If existing shares are offered for sale on renounceable letters of acceptance, then at the end of the renunciation period a transfer of shares is executed by the vendor shareholders in favour of the person who then holds renounceable letters of acceptance, renounced or otherwise. The transfer will be impressed with stamp duty, usually paid by the vendors or sponsor. If the original purchaser does not renounce the letter, the SDRT charge arising on the purchase will be cancelled by the stamp duty on the transfer. If the letter of acceptance is renounced then the SDRT charge falling on the original purchase remains in place, as do the charges on subsequent purchases of the renounced letter.
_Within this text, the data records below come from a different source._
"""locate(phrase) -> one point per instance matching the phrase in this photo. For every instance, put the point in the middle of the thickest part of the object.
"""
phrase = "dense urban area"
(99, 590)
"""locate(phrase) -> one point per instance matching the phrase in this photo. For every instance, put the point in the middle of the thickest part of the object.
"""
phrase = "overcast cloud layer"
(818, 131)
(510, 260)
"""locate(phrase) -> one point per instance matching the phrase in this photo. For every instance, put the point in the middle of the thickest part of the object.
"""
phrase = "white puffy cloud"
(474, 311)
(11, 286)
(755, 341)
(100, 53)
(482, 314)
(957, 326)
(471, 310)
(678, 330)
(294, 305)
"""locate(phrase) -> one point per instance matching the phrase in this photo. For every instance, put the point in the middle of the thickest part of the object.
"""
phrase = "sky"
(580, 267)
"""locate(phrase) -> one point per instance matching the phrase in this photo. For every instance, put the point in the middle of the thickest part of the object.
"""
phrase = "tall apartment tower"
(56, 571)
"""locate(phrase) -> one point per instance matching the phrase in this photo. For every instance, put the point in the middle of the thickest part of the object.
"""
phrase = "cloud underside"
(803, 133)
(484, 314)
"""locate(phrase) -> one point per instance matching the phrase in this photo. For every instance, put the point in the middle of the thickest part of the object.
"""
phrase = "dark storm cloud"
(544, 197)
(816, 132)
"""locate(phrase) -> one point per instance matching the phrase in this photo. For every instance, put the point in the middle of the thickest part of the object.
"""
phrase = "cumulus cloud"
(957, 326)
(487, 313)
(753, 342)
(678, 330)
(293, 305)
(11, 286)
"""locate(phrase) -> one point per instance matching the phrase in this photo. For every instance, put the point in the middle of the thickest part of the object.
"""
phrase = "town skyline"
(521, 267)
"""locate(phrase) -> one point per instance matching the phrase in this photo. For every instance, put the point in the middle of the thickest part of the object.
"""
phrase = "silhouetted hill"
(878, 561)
The stamp duty payable on the eventual transfer will not cancel any SDRT charges arising in respect of such renounced letters of acceptance.

Where a company issues new shares (whether in connection with a rights issue or a bonus issue) existing shareholders will normally receive a renounceable letter of allotment, unless the new shares are to be held in CREST. A renounceable letter of allotment is itself exempt from stamp duties provided its life does not exceed 6 months. It is, however, a chargeable security for SDRT purposes.

The issue of a renounceable letter of allotment does not give rise to a charge to SDRT as there is no agreement to transfer securities. But the purchase of a renounced letter of allotment or acceptance (including a split letter) however does give rise to a charge to SDRT on the consideration paid. However, the issue of a share certificate in respect of the new shares at the end of the renunciation period to the person surrendering the allotment letter is not chargeable to SDRT.

The issue of a renounceable letter of acceptance, under an offer for sale of shares, can give rise to a charge to SDRT unless the conditions in FA86/S89A(3) have been met (STSM042030).